We get asked all the time, “Where should I borrow if my federal loan isn’t enough?” With television advertising, marketing mailings, and the hundreds of websites about supplemental student loans, sorting through all of the data to make an informed decision is time-consuming and can be really confusing.

Here are a few top-of-mind guidelines for consideration in your private student loan research and selection process. But before any of this, remember: always borrow federal loans (like Stafford, Perkins, etc.) first!

Dig deep for alternatives to further borrowing

It will save you money in the long run to use private loans as the last source of funding. Have you taken into account savings, bonds that may be collecting dust in a safe somewhere, local and national scholarships, part-time work, or work study? Scrimping together a couple hundred more dollars today can save you a lot over the long term.

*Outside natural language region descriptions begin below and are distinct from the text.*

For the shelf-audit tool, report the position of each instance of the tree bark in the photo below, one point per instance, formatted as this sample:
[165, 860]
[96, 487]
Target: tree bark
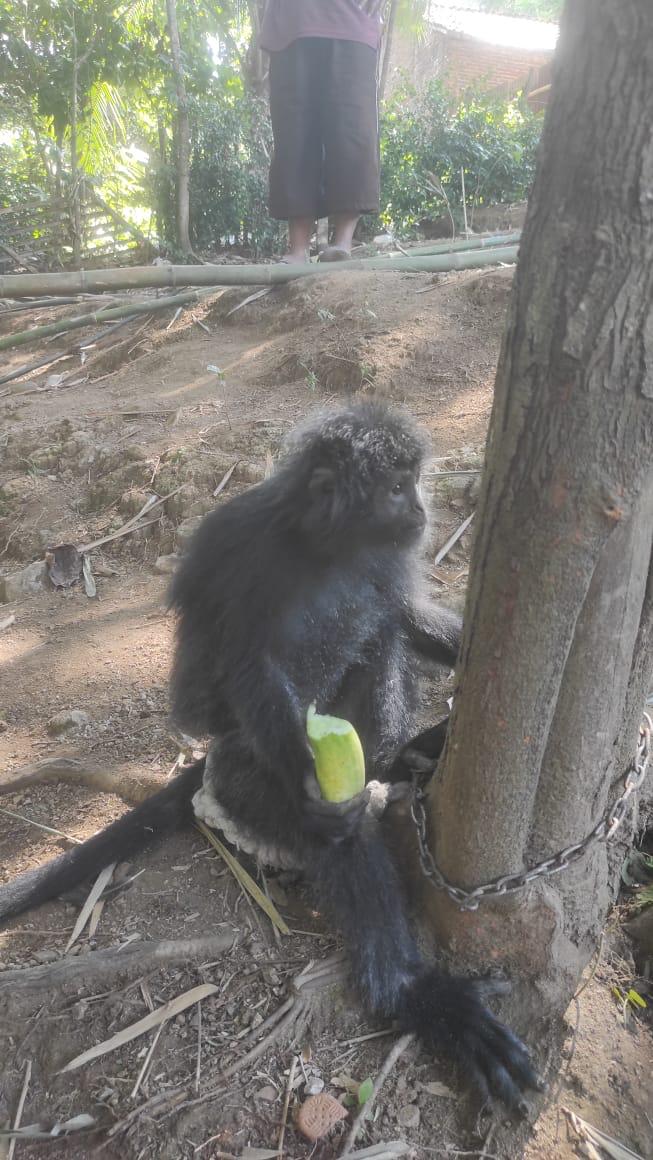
[182, 133]
[558, 645]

Undergrad parents: consider a PLUS loan

If you’re an undergraduate student or parent, the federal PLUS loan is a very attractive alternative to a private student loan. Rates are fixed and because it’s a federal loan repayment provisions are more lenient. In undergraduate situations, this is a loan in a parent’s name.

Grad students: consider a GradPLUS loan

The PLUS loan features a fixed rate and because it’s a federal loan repayment provisions are more lenient than private student loans. Note that undergraduate students cannot get a PLUS loan on their own.

Know your loan options

It’s important to shop around. Use sites like ours, see what your school recommends, see what other schools recommend, Google around. This is an important decision, so spend some time looking around before you commit. (Shameless plug: we’ve got info on many lenders at SimpleTuition)

Find a cosigner

Many of you are concerned about not receiving a loan because you do not have a cosigner. This is usually a hard and fast requirement. You may not be approved without one, especially if you are an undergraduate without a credit history. And, better rate / fee combinations are usually available only when applying with a creditworthy cosigner.

Confirm loan details with the lender

It’s important to confirm interest rates, fees and other loan attributes, such as borrower benefits, with a lender before you commit to the loan.

Pay attention to how and when the money is disbursed

Be sure to confirm whether you will receive the funds, or if they will go to the school directly. This is important because confusion over where the money has gone can delay settling your account.